SMMT: UK car production declines 3.8% in September

Car production declined 3.8% in September (Photo: Jaguar Land Rover)

Figures released by the Motor Manufacturers and Traders (SMMT) show that UK car production resumed its downward trend in September, with output falling 3.8 per cent to round off a turbulent first nine months. Production during the month totalled 122,256 units, almost 5,000 fewer than September last year.

The latest figures mark a 15-month period of decline for the sector, notwithstanding August when several key plants kept production lines running after moving the traditional annual shutdown period to April to guard against disruption from the original 29 March Brexit date.

In September 2019, production for the UK market declined 5.1 per cent as political and economic uncertainty combined to dampen the domestic market. Exports fell 3.4 per cent as cooling demand in key global and European markets affected overseas orders.
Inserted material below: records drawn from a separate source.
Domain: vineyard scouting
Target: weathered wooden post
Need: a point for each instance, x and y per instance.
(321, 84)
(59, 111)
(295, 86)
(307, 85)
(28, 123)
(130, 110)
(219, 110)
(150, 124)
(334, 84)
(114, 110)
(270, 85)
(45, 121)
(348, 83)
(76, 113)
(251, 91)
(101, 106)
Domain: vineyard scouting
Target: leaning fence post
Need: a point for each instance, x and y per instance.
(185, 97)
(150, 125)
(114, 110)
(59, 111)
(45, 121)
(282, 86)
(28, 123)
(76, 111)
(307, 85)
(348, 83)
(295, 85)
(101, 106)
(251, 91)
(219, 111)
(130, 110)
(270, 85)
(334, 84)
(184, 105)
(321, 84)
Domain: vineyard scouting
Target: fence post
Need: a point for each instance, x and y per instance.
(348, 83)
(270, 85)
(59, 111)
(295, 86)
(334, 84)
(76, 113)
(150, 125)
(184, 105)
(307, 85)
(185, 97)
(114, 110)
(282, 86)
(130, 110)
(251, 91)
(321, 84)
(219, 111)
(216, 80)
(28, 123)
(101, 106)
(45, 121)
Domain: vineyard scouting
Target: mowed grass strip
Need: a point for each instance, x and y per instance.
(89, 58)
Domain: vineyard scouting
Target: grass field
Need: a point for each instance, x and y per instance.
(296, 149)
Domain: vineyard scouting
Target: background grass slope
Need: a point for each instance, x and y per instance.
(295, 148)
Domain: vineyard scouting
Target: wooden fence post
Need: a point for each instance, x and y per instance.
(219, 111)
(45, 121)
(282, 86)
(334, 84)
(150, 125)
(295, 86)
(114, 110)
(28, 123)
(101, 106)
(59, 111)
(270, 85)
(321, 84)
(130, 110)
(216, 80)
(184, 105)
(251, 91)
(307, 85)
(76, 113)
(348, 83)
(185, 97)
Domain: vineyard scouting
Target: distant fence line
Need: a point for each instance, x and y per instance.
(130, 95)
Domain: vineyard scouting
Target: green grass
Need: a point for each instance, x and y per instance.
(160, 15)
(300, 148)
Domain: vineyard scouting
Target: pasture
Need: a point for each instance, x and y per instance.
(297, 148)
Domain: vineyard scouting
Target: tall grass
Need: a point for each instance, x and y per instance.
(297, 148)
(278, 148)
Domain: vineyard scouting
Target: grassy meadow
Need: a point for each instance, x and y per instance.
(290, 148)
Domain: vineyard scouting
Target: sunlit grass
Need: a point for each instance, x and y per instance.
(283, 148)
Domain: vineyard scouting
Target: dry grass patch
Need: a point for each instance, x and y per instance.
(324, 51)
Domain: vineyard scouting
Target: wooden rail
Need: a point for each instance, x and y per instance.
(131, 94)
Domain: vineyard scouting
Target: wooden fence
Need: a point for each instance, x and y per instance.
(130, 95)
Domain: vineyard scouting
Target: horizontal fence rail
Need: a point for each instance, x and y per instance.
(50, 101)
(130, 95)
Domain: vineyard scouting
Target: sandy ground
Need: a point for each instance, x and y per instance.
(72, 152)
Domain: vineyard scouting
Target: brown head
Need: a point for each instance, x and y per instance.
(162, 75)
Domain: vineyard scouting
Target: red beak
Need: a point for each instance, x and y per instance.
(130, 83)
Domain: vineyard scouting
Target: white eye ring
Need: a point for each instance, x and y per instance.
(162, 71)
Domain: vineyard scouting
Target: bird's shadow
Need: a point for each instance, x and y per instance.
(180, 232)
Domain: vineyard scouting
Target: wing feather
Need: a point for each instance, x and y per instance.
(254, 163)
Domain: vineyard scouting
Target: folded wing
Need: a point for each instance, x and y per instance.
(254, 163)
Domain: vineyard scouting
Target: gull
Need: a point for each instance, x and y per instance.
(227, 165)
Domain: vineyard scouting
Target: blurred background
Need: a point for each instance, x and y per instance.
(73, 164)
Output in the year-to-date, meanwhile, is down 15.6 per cent, marking the weakest first three quarters since 2011 and illustrating the impact of the multiple challenges currently facing the UK automotive sector.

In addition to the technological challenges and escalating trade tensions facing the global industry, businesses in the UK are having to divert huge resources to preparing for the possibility of a ‘no deal’ Brexit, which still remains a threat. British automotive manufacturers have already spent more than £500 million on measures to mitigate leaving the EU without a deal, while essential investment in new products and facilities is having to be put on hold or even cancelled due to the uncertainty and fear of a ‘no deal’ Brexit.

“Another bitterly disappointing month reflects domestic and international market contraction,” said Mike Hawes, SMMT chief executive. “Most worrying of all though is the continued threat of a ‘no deal’ Brexit, something which has caused international investment to stall and cost UK operations hundreds of millions of pounds, money that would have better been spent in meeting the technological challenges facing the global industry. A general election may ultimately provide some certainty, but does not yet remove the spectre of no deal which will continue to inhibit the UK industry’s prospects unless we can agree and implement a new, ambitious and permanent relationship that safeguards free and frictionless trade.”